Unnamed: 0,id,premise,hypothesis,lang_abv,language,label
0,5130fd2cb5,and these comments were considered in formulat...,The rules developed in the interim were put to...,en,English,0
1,5b72532a0b,These are issues that we wrestle with in pract...,Practice groups are not permitted to work on t...,en,English,2
2,3931fbe82a,Des petites choses comme celles-là font une di...,J'essayais d'accomplir quelque chose.,fr,French,0
3,5622f0c60b,you know they can't really defend themselves l...,They can't defend themselves because of their ...,en,English,0
4,86aaa48b45,ในการเล่นบทบาทสมมุติก็เช่นกัน โอกาสที่จะได้แสด...,เด็กสามารถเห็นได้ว่าชาติพันธุ์แตกต่างกันอย่างไร,th,Thai,1


In [5]:
model_path = 'joeddav/xlm-roberta-large-xnli'
tokenizer = XLMRobertaTokenizer.from_pretrained(model_path)
model = AutoModelForSequenceClassification.from_pretrained(model_path)



In [6]:
#PATH = '/kaggle/input/xlm-roberta-large-xnli-fine-tuned/pytorch/default/1/BERT_ft_epochmodel.model'
#model.load_state_dict(torch.load(PATH, weights_only=True))

In [7]:
class ContradictoryDataset(Dataset):
    def __init__(self, df, tokenizer):
        self.df = df
        self.tokens = tokenizer(
            df['premise'].tolist(),
            df['hypothesis'].tolist(),
            max_length = CFG.sequence_length,
            truncation=True,
            padding='max_length',
            add_special_tokens=True,
            return_attention_mask=True,
            return_tensors='pt'
        )

        if 'label' in df.keys():
          self.labels = torch.tensor(df['label'].tolist())


    def __len__(self):
        return self.tokens["input_ids"].shape[0]
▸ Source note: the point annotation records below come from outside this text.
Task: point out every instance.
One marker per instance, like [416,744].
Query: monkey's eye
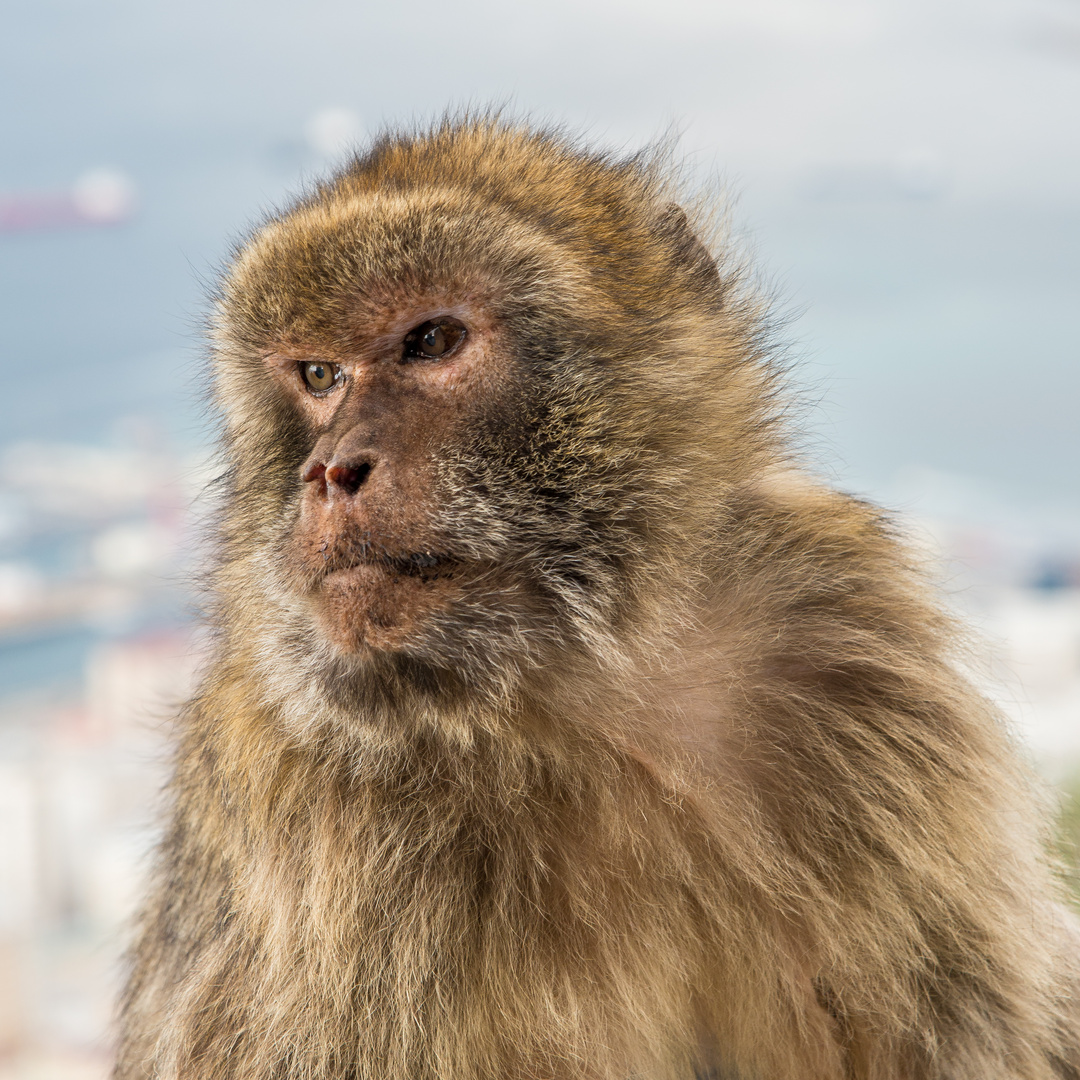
[433,340]
[319,375]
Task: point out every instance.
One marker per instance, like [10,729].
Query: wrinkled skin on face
[366,548]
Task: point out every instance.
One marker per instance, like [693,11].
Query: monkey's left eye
[433,340]
[319,375]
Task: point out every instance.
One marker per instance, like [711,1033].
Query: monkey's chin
[378,607]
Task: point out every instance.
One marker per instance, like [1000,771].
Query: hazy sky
[907,175]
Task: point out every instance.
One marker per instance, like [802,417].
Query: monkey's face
[382,413]
[463,435]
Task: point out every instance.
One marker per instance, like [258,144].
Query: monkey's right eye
[320,376]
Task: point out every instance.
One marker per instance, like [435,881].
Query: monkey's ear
[691,253]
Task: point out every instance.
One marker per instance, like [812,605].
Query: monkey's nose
[346,477]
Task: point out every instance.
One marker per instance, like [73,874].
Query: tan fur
[672,771]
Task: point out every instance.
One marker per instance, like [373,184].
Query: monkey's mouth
[423,566]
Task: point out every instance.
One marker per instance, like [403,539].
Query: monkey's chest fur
[462,913]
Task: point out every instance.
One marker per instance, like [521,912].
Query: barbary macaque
[559,723]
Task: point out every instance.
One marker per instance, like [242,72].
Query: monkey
[559,721]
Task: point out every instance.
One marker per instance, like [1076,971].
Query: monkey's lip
[420,565]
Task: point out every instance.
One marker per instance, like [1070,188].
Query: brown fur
[591,738]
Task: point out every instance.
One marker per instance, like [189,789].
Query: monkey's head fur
[497,389]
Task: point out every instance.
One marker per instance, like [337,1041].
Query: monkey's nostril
[348,478]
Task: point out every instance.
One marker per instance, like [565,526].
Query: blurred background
[905,175]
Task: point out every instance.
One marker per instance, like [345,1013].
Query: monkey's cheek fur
[376,607]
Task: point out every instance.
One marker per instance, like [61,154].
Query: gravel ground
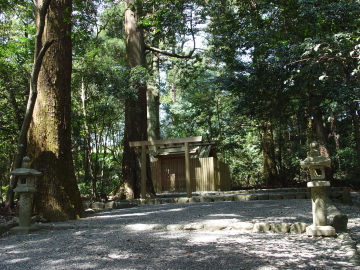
[103,242]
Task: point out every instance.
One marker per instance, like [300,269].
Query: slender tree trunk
[88,175]
[268,149]
[49,138]
[14,104]
[135,107]
[41,48]
[322,135]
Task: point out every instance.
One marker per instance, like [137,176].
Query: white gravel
[103,242]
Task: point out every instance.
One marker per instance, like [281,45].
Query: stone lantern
[26,187]
[316,164]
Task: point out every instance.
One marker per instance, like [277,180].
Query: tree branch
[163,52]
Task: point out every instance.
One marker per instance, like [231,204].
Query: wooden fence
[206,174]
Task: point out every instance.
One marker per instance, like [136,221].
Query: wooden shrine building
[184,164]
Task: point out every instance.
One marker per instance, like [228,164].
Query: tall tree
[135,105]
[49,137]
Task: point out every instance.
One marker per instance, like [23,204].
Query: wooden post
[187,170]
[143,171]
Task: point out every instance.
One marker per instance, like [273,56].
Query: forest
[81,79]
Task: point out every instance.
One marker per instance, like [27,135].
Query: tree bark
[41,48]
[356,125]
[268,149]
[49,137]
[135,107]
[322,136]
[153,102]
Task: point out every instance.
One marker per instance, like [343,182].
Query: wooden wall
[207,174]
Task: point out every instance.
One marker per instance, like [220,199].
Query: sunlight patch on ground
[19,260]
[144,227]
[222,215]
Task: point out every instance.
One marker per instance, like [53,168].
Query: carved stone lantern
[316,164]
[26,187]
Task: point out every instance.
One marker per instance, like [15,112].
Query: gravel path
[103,241]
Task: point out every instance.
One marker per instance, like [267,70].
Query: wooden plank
[187,170]
[143,171]
[166,141]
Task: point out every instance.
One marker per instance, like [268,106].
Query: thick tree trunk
[322,136]
[268,149]
[41,47]
[135,107]
[153,102]
[49,138]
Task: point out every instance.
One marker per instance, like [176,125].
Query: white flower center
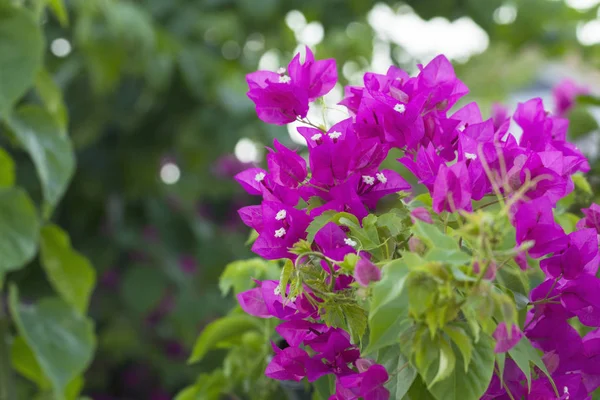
[350,242]
[259,177]
[369,180]
[400,108]
[280,232]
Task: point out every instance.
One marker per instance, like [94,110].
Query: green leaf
[325,218]
[62,340]
[468,386]
[24,362]
[49,147]
[7,169]
[356,318]
[434,238]
[220,330]
[388,316]
[402,374]
[59,10]
[19,229]
[238,274]
[21,54]
[462,341]
[523,354]
[69,272]
[447,361]
[52,97]
[284,277]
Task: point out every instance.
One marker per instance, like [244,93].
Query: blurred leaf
[59,10]
[238,275]
[7,169]
[61,340]
[19,229]
[220,330]
[21,51]
[49,148]
[52,97]
[402,374]
[467,386]
[70,273]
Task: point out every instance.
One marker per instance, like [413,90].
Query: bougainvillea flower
[368,385]
[287,364]
[452,189]
[581,253]
[366,272]
[534,221]
[582,297]
[286,166]
[591,219]
[505,340]
[281,98]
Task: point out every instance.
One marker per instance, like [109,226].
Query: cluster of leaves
[47,339]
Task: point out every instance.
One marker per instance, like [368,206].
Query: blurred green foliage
[151,82]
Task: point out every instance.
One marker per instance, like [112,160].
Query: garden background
[123,123]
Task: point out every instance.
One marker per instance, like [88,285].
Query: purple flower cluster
[460,158]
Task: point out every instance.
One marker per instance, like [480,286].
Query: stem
[7,389]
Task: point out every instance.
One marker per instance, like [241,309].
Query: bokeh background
[155,91]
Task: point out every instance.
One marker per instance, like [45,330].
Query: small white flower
[280,232]
[350,242]
[335,135]
[381,178]
[369,180]
[259,177]
[400,108]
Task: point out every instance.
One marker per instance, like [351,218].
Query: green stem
[7,390]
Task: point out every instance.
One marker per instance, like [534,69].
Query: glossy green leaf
[467,386]
[19,229]
[61,340]
[70,273]
[238,275]
[21,53]
[220,330]
[49,148]
[388,317]
[447,362]
[7,169]
[462,341]
[434,237]
[402,373]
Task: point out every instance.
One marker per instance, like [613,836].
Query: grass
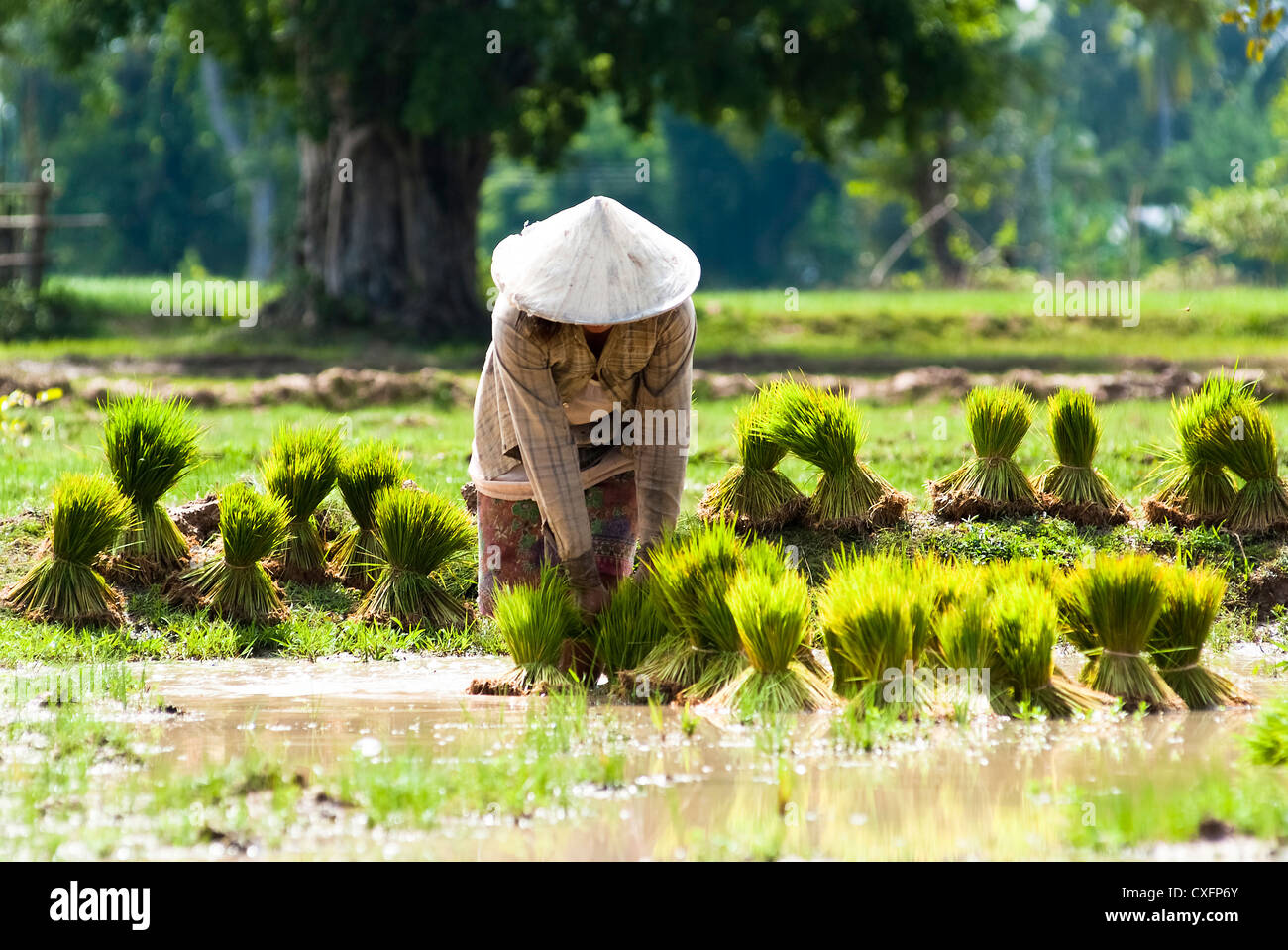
[876,330]
[365,472]
[236,584]
[89,515]
[421,534]
[150,446]
[999,420]
[772,610]
[301,470]
[1119,600]
[1073,426]
[535,620]
[825,430]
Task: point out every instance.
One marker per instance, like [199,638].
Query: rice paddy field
[329,733]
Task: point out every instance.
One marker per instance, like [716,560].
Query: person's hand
[591,600]
[643,564]
[588,588]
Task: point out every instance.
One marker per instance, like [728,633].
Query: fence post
[38,239]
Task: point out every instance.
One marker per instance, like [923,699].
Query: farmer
[583,411]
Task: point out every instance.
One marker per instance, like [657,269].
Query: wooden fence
[25,220]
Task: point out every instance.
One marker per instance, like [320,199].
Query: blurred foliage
[780,170]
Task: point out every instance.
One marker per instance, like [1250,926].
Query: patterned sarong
[513,542]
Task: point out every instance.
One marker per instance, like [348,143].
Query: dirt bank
[344,387]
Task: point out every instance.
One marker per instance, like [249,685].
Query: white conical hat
[595,263]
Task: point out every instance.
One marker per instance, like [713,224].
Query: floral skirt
[514,542]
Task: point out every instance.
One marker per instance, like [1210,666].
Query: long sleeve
[542,433]
[666,383]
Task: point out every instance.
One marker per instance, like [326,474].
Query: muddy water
[987,790]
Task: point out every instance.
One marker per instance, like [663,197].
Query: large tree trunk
[395,244]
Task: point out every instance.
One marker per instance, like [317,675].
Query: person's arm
[666,383]
[548,451]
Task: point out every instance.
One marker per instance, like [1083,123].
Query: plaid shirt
[528,379]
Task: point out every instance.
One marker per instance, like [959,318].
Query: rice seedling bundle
[1241,435]
[1193,596]
[772,610]
[1078,488]
[690,577]
[301,470]
[237,585]
[754,493]
[1120,600]
[364,473]
[991,482]
[1025,624]
[535,620]
[827,430]
[89,515]
[420,532]
[966,644]
[1193,484]
[871,611]
[629,627]
[150,446]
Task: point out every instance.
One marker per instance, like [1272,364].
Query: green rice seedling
[1241,435]
[690,579]
[1267,742]
[535,620]
[966,641]
[1193,485]
[991,482]
[1193,596]
[1120,600]
[364,473]
[420,532]
[754,493]
[871,611]
[1081,492]
[150,446]
[236,585]
[301,470]
[827,430]
[89,515]
[627,628]
[1025,624]
[772,610]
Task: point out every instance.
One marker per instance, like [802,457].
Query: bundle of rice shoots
[1243,438]
[871,613]
[237,585]
[1193,484]
[991,482]
[772,611]
[1193,596]
[301,470]
[1025,623]
[827,430]
[966,644]
[150,446]
[754,493]
[627,628]
[1080,490]
[89,516]
[690,579]
[1120,600]
[420,533]
[535,620]
[365,472]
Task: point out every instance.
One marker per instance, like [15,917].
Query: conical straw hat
[595,263]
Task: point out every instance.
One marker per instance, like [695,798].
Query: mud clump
[198,518]
[1087,515]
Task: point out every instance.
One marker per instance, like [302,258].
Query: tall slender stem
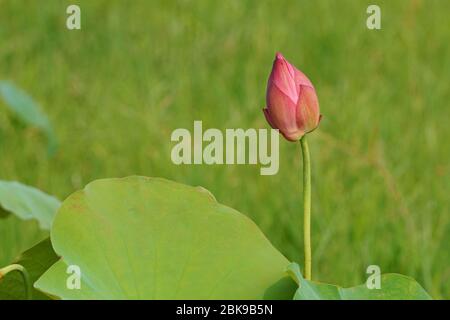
[306,206]
[26,278]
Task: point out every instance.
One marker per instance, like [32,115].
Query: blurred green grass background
[137,70]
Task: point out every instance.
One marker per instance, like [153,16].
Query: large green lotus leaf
[28,203]
[36,261]
[393,287]
[16,236]
[150,238]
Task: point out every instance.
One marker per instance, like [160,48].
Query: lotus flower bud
[292,104]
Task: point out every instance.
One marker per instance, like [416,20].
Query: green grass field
[137,70]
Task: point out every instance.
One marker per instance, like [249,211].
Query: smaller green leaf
[27,110]
[16,236]
[28,203]
[393,287]
[36,261]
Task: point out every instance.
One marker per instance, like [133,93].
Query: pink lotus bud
[292,104]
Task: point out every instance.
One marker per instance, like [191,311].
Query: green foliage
[137,70]
[17,235]
[36,261]
[147,238]
[28,203]
[27,110]
[393,287]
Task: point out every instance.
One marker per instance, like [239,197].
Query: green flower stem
[26,278]
[306,206]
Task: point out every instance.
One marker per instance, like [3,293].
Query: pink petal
[308,111]
[282,76]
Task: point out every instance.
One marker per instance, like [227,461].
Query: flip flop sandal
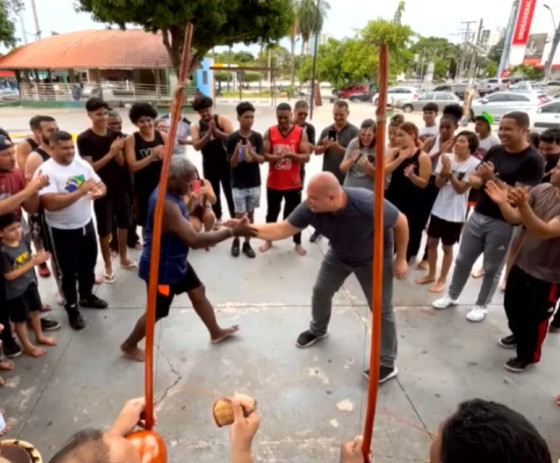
[109,279]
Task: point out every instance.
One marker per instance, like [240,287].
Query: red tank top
[286,173]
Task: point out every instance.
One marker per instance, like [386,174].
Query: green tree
[311,15]
[7,28]
[444,54]
[216,22]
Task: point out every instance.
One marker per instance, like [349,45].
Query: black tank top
[402,192]
[41,152]
[215,151]
[32,143]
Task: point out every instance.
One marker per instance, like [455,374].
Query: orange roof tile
[92,49]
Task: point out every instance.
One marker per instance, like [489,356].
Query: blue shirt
[173,253]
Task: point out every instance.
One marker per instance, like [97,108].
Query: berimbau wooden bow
[378,227]
[176,107]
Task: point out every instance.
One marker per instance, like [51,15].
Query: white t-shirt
[67,179]
[450,205]
[429,131]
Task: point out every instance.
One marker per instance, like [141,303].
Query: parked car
[493,85]
[399,93]
[352,89]
[500,103]
[546,116]
[442,99]
[458,89]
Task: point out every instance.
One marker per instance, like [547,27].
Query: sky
[440,18]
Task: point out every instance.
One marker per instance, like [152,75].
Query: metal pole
[508,38]
[312,102]
[554,47]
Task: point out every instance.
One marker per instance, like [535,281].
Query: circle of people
[496,196]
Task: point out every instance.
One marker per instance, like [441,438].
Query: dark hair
[431,106]
[284,107]
[202,103]
[550,136]
[142,109]
[86,446]
[453,112]
[472,138]
[534,138]
[301,104]
[488,432]
[243,107]
[520,118]
[93,104]
[341,104]
[396,120]
[35,121]
[7,219]
[368,124]
[58,136]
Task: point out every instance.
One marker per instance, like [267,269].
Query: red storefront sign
[524,20]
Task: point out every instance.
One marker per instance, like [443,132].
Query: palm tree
[311,15]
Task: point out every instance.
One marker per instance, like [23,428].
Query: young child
[24,302]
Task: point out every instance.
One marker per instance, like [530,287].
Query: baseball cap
[5,143]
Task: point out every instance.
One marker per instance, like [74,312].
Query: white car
[546,116]
[501,103]
[398,93]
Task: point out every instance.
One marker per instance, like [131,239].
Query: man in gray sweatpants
[516,163]
[345,217]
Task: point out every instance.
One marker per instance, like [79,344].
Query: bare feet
[425,280]
[224,334]
[438,287]
[34,351]
[477,273]
[133,353]
[266,246]
[423,266]
[6,365]
[300,250]
[46,341]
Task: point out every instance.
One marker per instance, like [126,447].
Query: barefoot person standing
[176,274]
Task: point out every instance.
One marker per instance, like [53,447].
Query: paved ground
[310,400]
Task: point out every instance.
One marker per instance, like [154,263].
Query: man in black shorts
[176,275]
[103,149]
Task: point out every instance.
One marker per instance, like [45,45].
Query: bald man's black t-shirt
[524,168]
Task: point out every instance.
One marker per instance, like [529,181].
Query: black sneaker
[11,350]
[509,342]
[93,302]
[516,365]
[315,236]
[235,247]
[385,374]
[48,324]
[307,339]
[76,320]
[248,250]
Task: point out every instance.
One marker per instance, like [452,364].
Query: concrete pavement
[310,400]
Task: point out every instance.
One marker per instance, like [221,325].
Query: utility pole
[554,47]
[36,19]
[508,37]
[464,48]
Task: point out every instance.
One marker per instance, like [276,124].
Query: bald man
[345,217]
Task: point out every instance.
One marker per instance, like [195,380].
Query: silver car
[442,99]
[501,103]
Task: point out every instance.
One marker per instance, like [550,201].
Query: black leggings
[274,199]
[216,175]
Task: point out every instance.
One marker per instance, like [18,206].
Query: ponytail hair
[411,129]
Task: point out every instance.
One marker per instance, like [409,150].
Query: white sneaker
[477,314]
[444,302]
    def __getitem__(self, idx):
      if 'label' in self.df.keys():
        return (
            self.tokens["input_ids"][idx], 
            self.tokens["attention_mask"][idx],
            self.labels[idx]
        )
      return (
            self.tokens["input_ids"][idx], 
            self.tokens["attention_mask"][idx],
        )

# https://huggingface.co/datasets/nyu-mll/multi_nli
def load_mnli_dataset():
  mnli_dataset = load_dataset('multi_nli')
  result = []

  for data in mnli_dataset['train']:
    x1, x2, y = data['premise'], data['hypothesis'], data['label']
    if x1 and x2 and y in {0, 1, 2}:
      result.append((x1, x2, y, 'en'))
  df = pd.DataFrame(result, columns=['premise', 'hypothesis', 'label', 'lang_abv'])
  return df

In [None]:
# loading additional multi-genre NLI dataset
mnli_dataset = load_mnli_dataset()

# train/validation/test split
train_data, val_data = train_test_split(train_data, test_size=0.2, random_state=42)
train_data = pd.concat([train_data, mnli_dataset.iloc[:100000]], axis=0)

# creating datasets
train_dataset = ContradictoryDataset(train_data, tokenizer)
val_dataset = ContradictoryDataset(val_data, tokenizer)
test_dataset = ContradictoryDataset(test_data, tokenizer)

# creating dataloaders
train_dataloader = DataLoader(
    train_dataset,
    batch_size=CFG.batch_size,
    num_workers=0
)

val_dataloader = DataLoader(
    val_dataset,
    batch_size=CFG.batch_size,
    num_workers=0
)

test_dataloader = DataLoader(
    test_dataset,
    batch_size=CFG.batch_size,
    num_workers=0
)

In [None]:
criterion = nn.CrossEntropyLoss()
optimizer = AdamW(model.parameters(), lr=CFG.learning_rate, weight_decay=CFG.weight_decay)

model.to(device)

In [None]:
def train_one_epoch(model, train_dataloader, criterion, optimizer, epoch):
    train_loss = 0.0
    train_f1 = 0.0
    train_progress_bar = tqdm(train_dataloader, desc="Epoch {:1d}".format(epoch), leave=False, disable=False)
    
    for i, batch in enumerate(train_progress_bar):
      optimizer.zero_grad()
      batch = tuple(b.to(device) for b in batch)
    
      inputs = {
          'input_ids': batch[0],
          'attention_mask': batch[1],
          'labels': batch[2]
      }
          
      outputs = model(**inputs)
      loss = outputs[0]
      logits = outputs[1]
      
    
      logits = logits.detach().cpu().numpy()
      label_ids = inputs['labels'].cpu().numpy()
    
      y_pred = np.argmax(logits, axis=1)
      y_true = label_ids
        
      train_loss += loss.item()
      train_f1 += f1_score(y_true, y_pred, average='weighted')
    
      torch.nn.utils.clip_grad_norm_(model.parameters(), 1.0)
      loss.backward()
      optimizer.step()
        
      train_progress_bar.set_postfix({'train_loss': f'{(train_loss / (i + 1)):.4f}', 'train_f1': f'{(train_f1 / (i + 1)):.4f}'})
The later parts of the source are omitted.